The prime minister said she will trigger Article 50 of the Lisbon Treaty, which would get the secession started, and noting that since citizens have given their vote loud and clear, it’s time to “get on with the job.”

“We are going to be a fully independent, sovereign country—a country that is no longer part of a political union with supranational institutions that can override national parliaments and courts,” the BBC reported May as saying. The prime minister said a global Britain is possible and that the country will look to strike a new trade deal with the EU as its own sovereign nation.

But May’s announcement is being called reckless by some who have said the prime minister gave up all of Britain’s negotiating cards and that it will be next to impossible to negotiate a fresh trade deal with the EU within the two-year exit timeline.

Now knowing the timeline, the EU can run down the two-year clock and put the U.K up against a wall, so to speak, as it will be more pressed to make a deal before the time is up.

Without a deal and being out of the EU, the U.K. would again face duties on manufactured goods (44 percent of which head to the EU) and the potential dip in the nation’s tax revenue could further plague the economy.
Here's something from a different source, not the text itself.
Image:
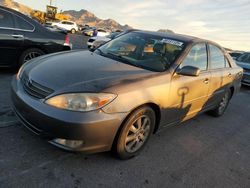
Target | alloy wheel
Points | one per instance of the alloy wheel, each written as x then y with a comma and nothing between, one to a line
137,134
“The negotiation process itself is also likely to be stacked against the U.K. While the British will need a quick deal to minimize uncertainty for investors, the EU can afford to spin things out,” according to the Financial Express. “Even if this is not a deliberate strategy on the European side, the realities of trying to secure a common position among 27 nations—and then secure ratification in all 27 countries, plus regional legislatures and the European Parliament—will be long and laborious.”